Accordingly, we affirm in part and reverse in part the district court order denying a preliminary injunction and remand the case for further consideration. Plaintiffs are entitled to a preliminary injunction against further construction of the proposed jail until such time as GSA has made a proper determination under section 102(2) (C), taking account of all relevant factors, of whether the proposed jail significantly affects the quality of the human environment. We do not agree with plaintiffs that GSA is barred from making that necessary preliminary determination now. Nor do we regard the remand as pure ritual because of the probability that GSA will reach the same conclusion as before. Preservation of "the integrity" of the new Act is an important consideration, see City of New York v. United States, supra, 337 F.Supp. at 160, lest the Act's "lofty declarations" amount to no more than that.

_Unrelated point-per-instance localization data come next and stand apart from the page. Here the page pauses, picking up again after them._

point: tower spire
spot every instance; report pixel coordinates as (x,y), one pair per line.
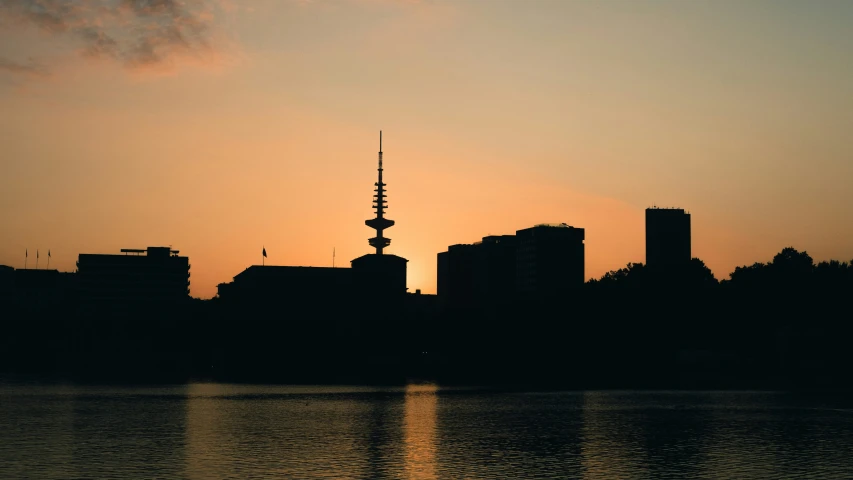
(379,223)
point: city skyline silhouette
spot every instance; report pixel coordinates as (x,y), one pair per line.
(260,130)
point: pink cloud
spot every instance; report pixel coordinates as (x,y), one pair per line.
(141,35)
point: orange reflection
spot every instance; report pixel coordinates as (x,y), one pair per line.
(419,431)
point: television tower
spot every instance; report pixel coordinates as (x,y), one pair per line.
(380,223)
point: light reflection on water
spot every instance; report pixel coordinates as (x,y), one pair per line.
(203,431)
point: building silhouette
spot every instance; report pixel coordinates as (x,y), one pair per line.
(479,272)
(546,259)
(667,237)
(152,274)
(286,285)
(550,259)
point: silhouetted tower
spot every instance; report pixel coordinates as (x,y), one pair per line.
(378,273)
(380,223)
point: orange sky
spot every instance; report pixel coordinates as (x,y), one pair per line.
(260,128)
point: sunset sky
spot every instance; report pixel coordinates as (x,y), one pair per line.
(223,126)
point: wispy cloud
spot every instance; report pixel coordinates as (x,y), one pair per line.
(139,34)
(29,68)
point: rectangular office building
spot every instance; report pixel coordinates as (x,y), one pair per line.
(667,237)
(550,259)
(152,274)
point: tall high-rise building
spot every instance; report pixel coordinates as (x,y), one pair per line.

Plaintiffs also argue that defendants failed to comply with subsections (A), (B) and (D) of section 102(2) of the Act, 42 U.S.C. § 4332(2) (A), (B), (D), and point out that these sections do not contain the same limiting language of subsection (C) discussed above. According to plaintiffs, therefore, defendants were required to comply with these sections whether or not the proposed federal action had a significant effect on the environment. Defendants maintain that plaintiffs did not raise these issues in the district court and that, in any event, the requirements of these sections were satisfied. The district court did not deal with these questions, obviously because they were not seriously pressed below. Although the papers submitted to us by defendants on this issue are persuasive, we believe that the better procedure, in view of our remand, is for the district court to decide whether these sections are applicable and, if so, whether defendants met their requirements.
Judgment affirmed in part and reversed in part. Case remanded for further expeditious proceedings consistent with this opinion. The mandate shall issue forthwith.